We were scheduled to stay a week in Paris, and we had a room at a small boutique hotel right in the middle of the First Arrondissement. We left our bags at the hotel and went for a walk around the neighborhood. And what a neighborhood!
We were across the street from Perrault’s Columns at the Louvre. Directly in front of the hotel door was Eglise Saint Germain l'Auxerrois, a cathedral over 1500 years old. The bell in this cathedral signaled the start of the 1572 St. Bartholomew’s day massacre. Next to that was the office of the First Arrondissement mayor. A small park in front of the offices was marked on the map as the center of the camp of Julius Caesar when he conquered Paris (then Lutetia) in 52 BC. The actual hotel building once housed the Café Momus, a center for political ferment in the mid-1800s, and where the entire second act of the Opera La Boheme, by Puccini, is set.
We walked around this historic neighborhood, going down to the Seine to see the bistros, book stalls, tourist traps, and river traffic. We immediately came across Pont Neuf. Pont Neuf means “New Bridge” in French, and this iconic bridge has kept this name since 1607. It’s now the oldest bridge in Paris, but the Parisians don’t seem to find the irony in keeping the name “New Bridge,” even though many other Paris bridges have been built since 1607.
The Pont Neuf has a series of semi-circular alcoves with benches. My wife and I sat down in one and watched the world go by. A woman passing heard us speaking in English and stopped to introduce herself. Frankly, Paris is full of con artists and pickpockets, so this encounter put us a little on edge. The woman, however, just wanted to tell us about the many free museums in Paris (and perhaps practice her English?).
We were scheduled to visit several other countries after France. My wife, who is a great planner, had put together an itinerary that would rival any professional tour company. After being in Paris for an hour, I said to her, “I want to cancel the rest of our trip and spend as much time in Paris as possible.”
To my great surprise, she said, “I do, too!”
This change of plans would require a great deal of replanning, canceling train and hotel reservations, and making sure we’d have a place in Paris to stay. It was a lot of work for her. But my wife had fallen in love with Paris as much as I had.
It’s hard to explain love and why it can strike you in an instant. However, our love for Paris is, I hope, not a blind infatuation.
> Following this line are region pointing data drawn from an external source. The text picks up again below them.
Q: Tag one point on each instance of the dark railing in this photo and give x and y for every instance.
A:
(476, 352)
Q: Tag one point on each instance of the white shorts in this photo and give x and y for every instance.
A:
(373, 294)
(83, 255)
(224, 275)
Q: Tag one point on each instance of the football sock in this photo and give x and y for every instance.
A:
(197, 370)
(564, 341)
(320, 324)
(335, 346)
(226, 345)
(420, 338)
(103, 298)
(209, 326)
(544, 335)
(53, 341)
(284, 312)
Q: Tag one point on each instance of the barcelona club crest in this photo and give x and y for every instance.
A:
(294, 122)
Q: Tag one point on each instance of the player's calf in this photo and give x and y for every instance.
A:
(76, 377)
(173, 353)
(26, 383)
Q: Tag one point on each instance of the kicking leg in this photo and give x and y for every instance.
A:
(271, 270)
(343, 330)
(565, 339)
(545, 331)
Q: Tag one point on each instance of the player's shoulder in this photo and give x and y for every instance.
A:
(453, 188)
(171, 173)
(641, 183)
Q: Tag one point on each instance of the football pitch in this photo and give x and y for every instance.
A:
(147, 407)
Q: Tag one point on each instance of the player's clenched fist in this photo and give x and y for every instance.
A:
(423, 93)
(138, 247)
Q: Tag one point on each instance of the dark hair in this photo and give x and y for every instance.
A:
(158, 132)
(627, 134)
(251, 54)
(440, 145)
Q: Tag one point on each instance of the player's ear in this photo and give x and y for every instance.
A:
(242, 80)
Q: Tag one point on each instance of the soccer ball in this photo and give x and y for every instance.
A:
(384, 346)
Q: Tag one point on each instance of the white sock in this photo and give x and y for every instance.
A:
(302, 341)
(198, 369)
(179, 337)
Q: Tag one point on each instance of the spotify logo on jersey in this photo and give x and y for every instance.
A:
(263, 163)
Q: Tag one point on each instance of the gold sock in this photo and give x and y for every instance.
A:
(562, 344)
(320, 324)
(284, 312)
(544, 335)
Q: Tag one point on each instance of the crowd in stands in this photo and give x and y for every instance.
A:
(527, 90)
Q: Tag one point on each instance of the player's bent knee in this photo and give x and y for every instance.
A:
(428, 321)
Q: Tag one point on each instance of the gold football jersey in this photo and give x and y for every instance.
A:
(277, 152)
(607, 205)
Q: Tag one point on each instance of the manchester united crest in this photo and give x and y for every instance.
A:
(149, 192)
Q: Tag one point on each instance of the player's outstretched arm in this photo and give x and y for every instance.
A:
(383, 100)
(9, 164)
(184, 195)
As I mentioned, Paris has more tricksters and thieves on the streets than any other city I’ve been in. You also have to watch where you step because the sidewalk can be torn up or littered with dog poop. French men, for some reason, think they have the right to stand in the corner of two buildings and “baptize” the walls (some building corners even bristle with iron barriers to discourage this practice). French bureaucracy is a nightmare that even defeats the French. The French language constantly confounds me (I have a theory that some part of the French government is devoted to making sure the way words sound doesn’t match how they’re spelled). The most common sport in Paris is going on strike or blocking up the roads in a demonstration. France is beset with many serious religious, economic, political, and social challenges.
Yet, despite my recognition of all these flaws, when my wife and I go to Paris we feel comfortable, and we feel very happy.
When people hear we spend 25% of our time in Paris, they always ask me if it’s because we have business or relatives there. I always feel guilty that the answer is just that we want to be there. There’s no special reason we have to be there, except we’re in love.
I recognize how lucky we are. Someone once told me that my life was their dream. But I also recognize that soon our health or our money will prevent us from continuing. Until then, we’ll spend part of our year visiting the many French friends we’ve made. Going to plays, exhibits, and concerts. Sampling boulangeries all over the city looking for the perfect croissant, And trying to see all the free museums that woman on Pont Neuf told us about a decade ago.